Bergmannstraßenfest. Auch in Kreuzberg ist viel Besuch von außerhalb unterwegs. Wegen so viel Kundschaft steht „Lichtblick“-Berater Ulrich Schneider tapfer im Rauch das benachbarten Gözleme-Eierkuchenstandes. „Ökostrom“, man möge doch bitte etwas tun, ruft er immer wieder, während sich die Menge zwischen Kinderriesenrad und Schmuckständen, Caipi-Buden und dem Wunschbrunnen des Kreuzberger Brunnenateliers vorbeidrängt, und auch der Fachwerkhof Solmsstraße 30 ist gut besucht. Der Ökostrommann muss zwar arbeiten, aber erfahrungsgemäß läuft das Geschäft in seiner Branche in Kreuzberg selbst bei einem Straßenfest besser als „in Marzahn, wo Ökostrom für viele noch ein Schimpftwort ist“, wie es in seiner Branche heißt.

48 Stunden Neukölln. So richtig zu feiern haben sich auch Claudia und Werner Dittmaier vorgenommen. Die beiden sind aus Frankfurt am Main zu Besuch in Berlin, ihr Sohn studiert hier, und Arthur Abraham sollte am Abend boxen. Aber erst mal stehen sie mit dem auseinandergefalteten „48 Stunden Neukölln, 11. Kunst- und Kulturfestival“-Programmflyer vor der früheren Post an der Karl-Marx-Straße und wissen vor lauter Angeboten gar nicht, womit sie anfangen sollen.

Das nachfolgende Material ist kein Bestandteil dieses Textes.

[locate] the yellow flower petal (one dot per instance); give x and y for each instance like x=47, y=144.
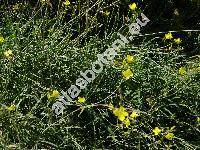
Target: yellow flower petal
x=133, y=6
x=120, y=112
x=127, y=74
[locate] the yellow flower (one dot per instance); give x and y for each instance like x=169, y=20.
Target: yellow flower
x=53, y=95
x=177, y=41
x=107, y=13
x=129, y=58
x=2, y=39
x=127, y=74
x=156, y=131
x=169, y=136
x=66, y=3
x=11, y=108
x=81, y=100
x=133, y=6
x=134, y=115
x=120, y=112
x=168, y=36
x=182, y=71
x=127, y=122
x=8, y=54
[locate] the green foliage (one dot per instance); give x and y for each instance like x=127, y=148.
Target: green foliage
x=48, y=53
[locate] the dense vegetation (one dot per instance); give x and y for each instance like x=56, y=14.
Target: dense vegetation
x=147, y=98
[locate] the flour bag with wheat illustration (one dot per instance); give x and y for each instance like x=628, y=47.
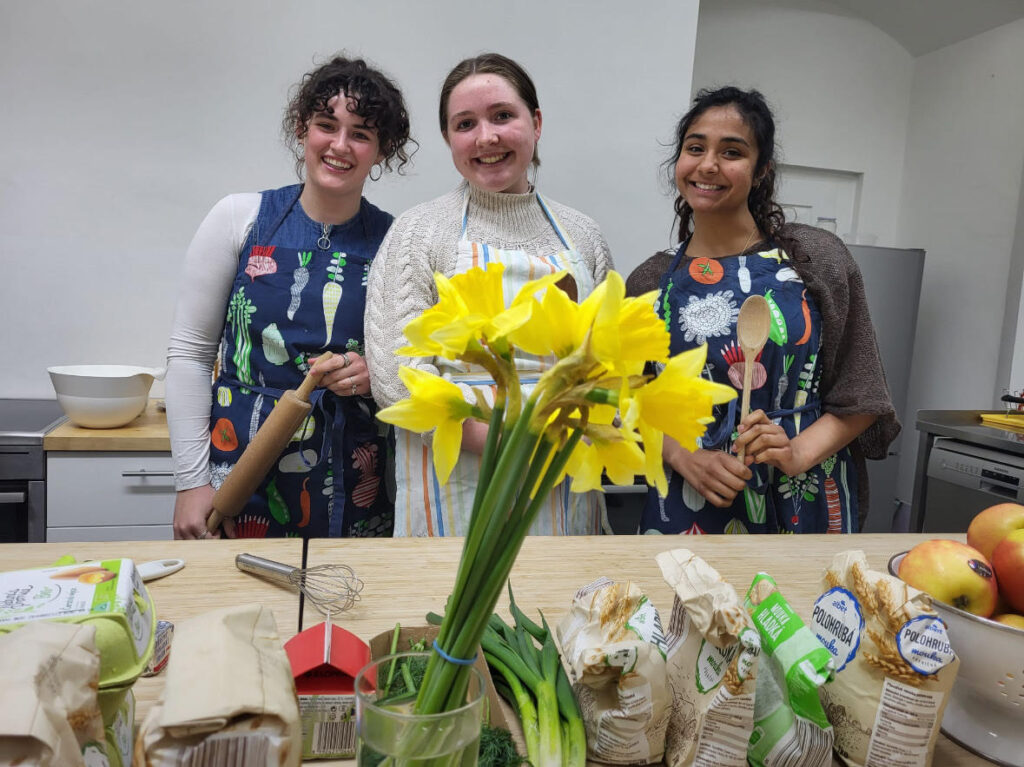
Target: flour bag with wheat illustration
x=712, y=651
x=894, y=666
x=612, y=642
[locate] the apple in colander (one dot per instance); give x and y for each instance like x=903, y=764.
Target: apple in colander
x=952, y=572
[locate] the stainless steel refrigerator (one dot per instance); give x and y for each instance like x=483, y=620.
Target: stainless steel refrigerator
x=892, y=282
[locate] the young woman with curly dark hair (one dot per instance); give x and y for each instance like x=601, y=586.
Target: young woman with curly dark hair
x=273, y=280
x=819, y=400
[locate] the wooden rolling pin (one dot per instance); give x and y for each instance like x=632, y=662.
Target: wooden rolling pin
x=266, y=446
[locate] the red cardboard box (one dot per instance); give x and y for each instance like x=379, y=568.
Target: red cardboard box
x=325, y=661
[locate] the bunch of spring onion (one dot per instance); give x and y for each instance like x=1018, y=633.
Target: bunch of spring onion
x=593, y=411
x=534, y=682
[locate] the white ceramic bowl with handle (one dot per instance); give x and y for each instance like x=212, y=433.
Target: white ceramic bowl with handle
x=985, y=713
x=102, y=396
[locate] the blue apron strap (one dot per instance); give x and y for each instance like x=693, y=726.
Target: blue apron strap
x=555, y=223
x=255, y=235
x=465, y=214
x=813, y=405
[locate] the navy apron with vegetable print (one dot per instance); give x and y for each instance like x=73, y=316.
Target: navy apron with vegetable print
x=699, y=301
x=296, y=294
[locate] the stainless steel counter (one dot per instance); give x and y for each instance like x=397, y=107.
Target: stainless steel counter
x=963, y=467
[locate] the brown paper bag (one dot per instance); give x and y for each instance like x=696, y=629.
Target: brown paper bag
x=884, y=710
x=612, y=643
x=229, y=697
x=48, y=709
x=712, y=664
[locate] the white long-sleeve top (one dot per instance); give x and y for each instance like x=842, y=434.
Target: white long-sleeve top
x=424, y=240
x=211, y=263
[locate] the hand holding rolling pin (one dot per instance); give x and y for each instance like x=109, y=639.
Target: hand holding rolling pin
x=266, y=446
x=344, y=374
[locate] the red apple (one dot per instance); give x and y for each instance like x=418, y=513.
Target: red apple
x=1011, y=619
x=1008, y=559
x=992, y=524
x=952, y=572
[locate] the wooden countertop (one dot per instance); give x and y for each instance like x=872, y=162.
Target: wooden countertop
x=146, y=433
x=406, y=578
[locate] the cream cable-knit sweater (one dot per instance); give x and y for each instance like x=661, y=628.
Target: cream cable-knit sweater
x=425, y=240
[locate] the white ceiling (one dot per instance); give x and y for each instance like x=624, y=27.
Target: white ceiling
x=923, y=26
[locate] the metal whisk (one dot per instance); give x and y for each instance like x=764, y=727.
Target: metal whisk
x=332, y=588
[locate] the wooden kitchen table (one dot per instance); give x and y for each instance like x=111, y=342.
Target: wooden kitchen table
x=406, y=578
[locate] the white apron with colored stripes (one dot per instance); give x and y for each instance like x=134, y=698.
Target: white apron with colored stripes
x=424, y=506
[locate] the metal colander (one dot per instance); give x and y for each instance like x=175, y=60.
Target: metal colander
x=985, y=713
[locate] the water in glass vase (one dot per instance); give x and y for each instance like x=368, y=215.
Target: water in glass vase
x=391, y=735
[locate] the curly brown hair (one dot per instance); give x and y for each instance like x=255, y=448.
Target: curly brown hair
x=754, y=110
x=377, y=99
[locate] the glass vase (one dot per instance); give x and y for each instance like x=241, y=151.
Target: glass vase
x=391, y=735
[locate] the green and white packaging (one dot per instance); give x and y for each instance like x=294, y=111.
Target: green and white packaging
x=790, y=724
x=109, y=595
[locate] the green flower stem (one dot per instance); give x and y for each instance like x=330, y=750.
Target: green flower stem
x=462, y=629
x=492, y=514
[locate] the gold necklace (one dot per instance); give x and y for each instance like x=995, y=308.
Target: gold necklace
x=742, y=250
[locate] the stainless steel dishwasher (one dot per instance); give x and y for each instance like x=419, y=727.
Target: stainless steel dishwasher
x=965, y=478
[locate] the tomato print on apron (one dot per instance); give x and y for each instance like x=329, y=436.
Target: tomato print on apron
x=424, y=506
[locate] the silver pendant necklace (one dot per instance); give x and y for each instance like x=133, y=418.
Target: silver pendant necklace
x=325, y=239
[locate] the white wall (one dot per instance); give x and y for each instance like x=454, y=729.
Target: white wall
x=940, y=142
x=839, y=87
x=124, y=122
x=965, y=162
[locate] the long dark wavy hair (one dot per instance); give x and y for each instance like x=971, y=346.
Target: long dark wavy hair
x=377, y=98
x=756, y=114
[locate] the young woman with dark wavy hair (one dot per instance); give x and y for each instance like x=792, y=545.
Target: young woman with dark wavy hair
x=819, y=402
x=273, y=280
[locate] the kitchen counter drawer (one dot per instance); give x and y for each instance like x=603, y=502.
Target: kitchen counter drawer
x=96, y=489
x=111, y=533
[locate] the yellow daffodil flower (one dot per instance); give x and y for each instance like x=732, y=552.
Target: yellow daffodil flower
x=605, y=450
x=678, y=402
x=627, y=331
x=471, y=307
x=433, y=403
x=421, y=331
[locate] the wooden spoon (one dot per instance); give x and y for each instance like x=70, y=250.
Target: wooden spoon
x=752, y=332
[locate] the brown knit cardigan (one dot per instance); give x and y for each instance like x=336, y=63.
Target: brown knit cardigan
x=852, y=377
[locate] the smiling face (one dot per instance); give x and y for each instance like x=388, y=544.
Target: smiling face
x=492, y=133
x=339, y=150
x=716, y=165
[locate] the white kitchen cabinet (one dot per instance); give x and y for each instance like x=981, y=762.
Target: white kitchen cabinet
x=116, y=496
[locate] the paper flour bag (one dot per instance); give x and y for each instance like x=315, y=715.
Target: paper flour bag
x=895, y=667
x=612, y=643
x=49, y=714
x=712, y=651
x=229, y=697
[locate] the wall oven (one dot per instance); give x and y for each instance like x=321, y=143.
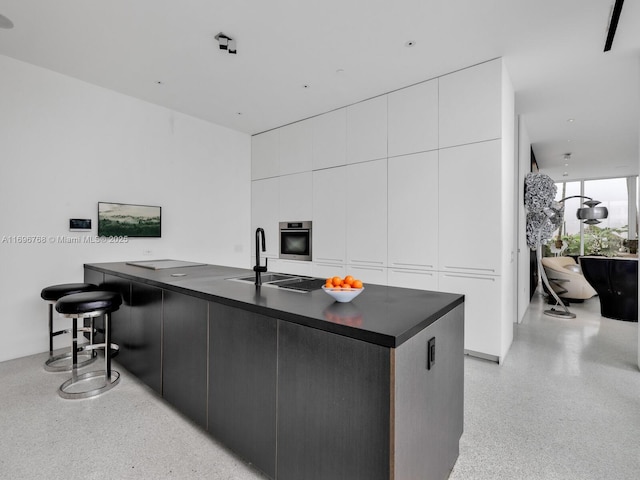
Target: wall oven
x=295, y=241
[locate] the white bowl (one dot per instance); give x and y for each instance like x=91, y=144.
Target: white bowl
x=343, y=296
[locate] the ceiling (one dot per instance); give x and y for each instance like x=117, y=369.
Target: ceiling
x=296, y=59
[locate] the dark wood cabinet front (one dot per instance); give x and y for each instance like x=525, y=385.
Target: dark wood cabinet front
x=184, y=367
x=242, y=383
x=144, y=343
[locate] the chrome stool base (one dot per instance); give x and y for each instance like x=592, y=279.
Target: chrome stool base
x=108, y=383
x=66, y=360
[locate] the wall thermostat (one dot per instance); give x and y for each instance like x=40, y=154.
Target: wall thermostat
x=79, y=224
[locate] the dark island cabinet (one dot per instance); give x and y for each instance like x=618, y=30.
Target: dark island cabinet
x=184, y=354
x=243, y=350
x=144, y=342
x=120, y=319
x=333, y=406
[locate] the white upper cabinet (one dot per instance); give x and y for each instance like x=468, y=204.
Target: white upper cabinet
x=413, y=211
x=330, y=139
x=470, y=104
x=295, y=204
x=330, y=215
x=265, y=154
x=264, y=214
x=470, y=213
x=367, y=130
x=366, y=203
x=296, y=147
x=413, y=119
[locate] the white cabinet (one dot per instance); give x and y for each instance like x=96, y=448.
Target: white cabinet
x=366, y=204
x=377, y=275
x=330, y=139
x=367, y=130
x=265, y=154
x=406, y=278
x=326, y=270
x=264, y=214
x=413, y=119
x=330, y=216
x=413, y=211
x=470, y=208
x=470, y=104
x=295, y=147
x=482, y=311
x=295, y=199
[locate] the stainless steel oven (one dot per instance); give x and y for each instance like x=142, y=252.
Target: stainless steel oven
x=295, y=240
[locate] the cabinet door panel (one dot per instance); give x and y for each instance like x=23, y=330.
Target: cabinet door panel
x=470, y=104
x=184, y=367
x=295, y=199
x=242, y=379
x=367, y=130
x=329, y=215
x=264, y=214
x=419, y=279
x=470, y=216
x=295, y=147
x=367, y=214
x=330, y=139
x=413, y=211
x=333, y=406
x=120, y=319
x=265, y=154
x=413, y=119
x=482, y=317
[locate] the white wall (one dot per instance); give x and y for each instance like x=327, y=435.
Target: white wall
x=65, y=145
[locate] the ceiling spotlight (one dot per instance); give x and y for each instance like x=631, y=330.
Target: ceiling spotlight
x=226, y=43
x=5, y=22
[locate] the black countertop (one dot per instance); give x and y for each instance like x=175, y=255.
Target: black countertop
x=386, y=316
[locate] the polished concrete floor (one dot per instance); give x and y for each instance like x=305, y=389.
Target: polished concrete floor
x=564, y=405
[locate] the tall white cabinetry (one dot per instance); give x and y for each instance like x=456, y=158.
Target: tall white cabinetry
x=413, y=220
x=413, y=188
x=367, y=220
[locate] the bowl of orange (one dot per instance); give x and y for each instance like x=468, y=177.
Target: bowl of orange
x=343, y=290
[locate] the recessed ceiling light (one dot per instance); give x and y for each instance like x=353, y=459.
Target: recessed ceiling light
x=5, y=22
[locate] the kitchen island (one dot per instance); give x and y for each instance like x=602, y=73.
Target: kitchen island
x=294, y=383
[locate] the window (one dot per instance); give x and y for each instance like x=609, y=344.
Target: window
x=605, y=238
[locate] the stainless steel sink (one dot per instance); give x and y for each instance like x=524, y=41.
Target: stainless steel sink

Druckt man sich das Programm allein für Sonntag aus, bekommt man einen Stapel so dick wie das Telefonbuch. 100 Akteure, 270 Standorte, über 550 Veranstaltungen. Nordneukölln, fernab von Rütli-Schock und Hundehaufen-Slalom. Stattdessen Kirchen- und Kräuterführungen, Glasperlenwickeln überm Feuer oder eine Kunstfälscher-Ausstellung im Kunstsalon Posin, die Fünfziger-Jahre-Modenschau, Ruderregatten, sogar um ein Stadtschloss auf dem Hermannplatz geht es. Skoda sorgt für einen Limousinen-Shuttle, auch ein Schiffsshuttle ist eingerichtet.

Und so trägt Berlin sein kreatives Karma an diesem Wochenende hinaus in die Welt: Die Fotos der Berliner mit ihren roten Wachsblüten stellt der Künstler aus Kolumbien auf seine Homepage im Netz.

Schwedisches Sommerfest, Nordische Botschaften, Rauchstr.1, Tiergarten, 11-22 Uhr.

48 Stunden Neukölln in ganz Nordneukölln, bis 19 Uhr „drinnen und draußen und fast immer umsonst“. Infotelefon beim Kulturnetzwerk Neukölln: 68 24 78 21. Internet: www.48-stunden-neukoelln.de

Bergmannstraßenfest, Kreuzberg, Bühnenprogramm heute noch von 11 bis 20 Uhr.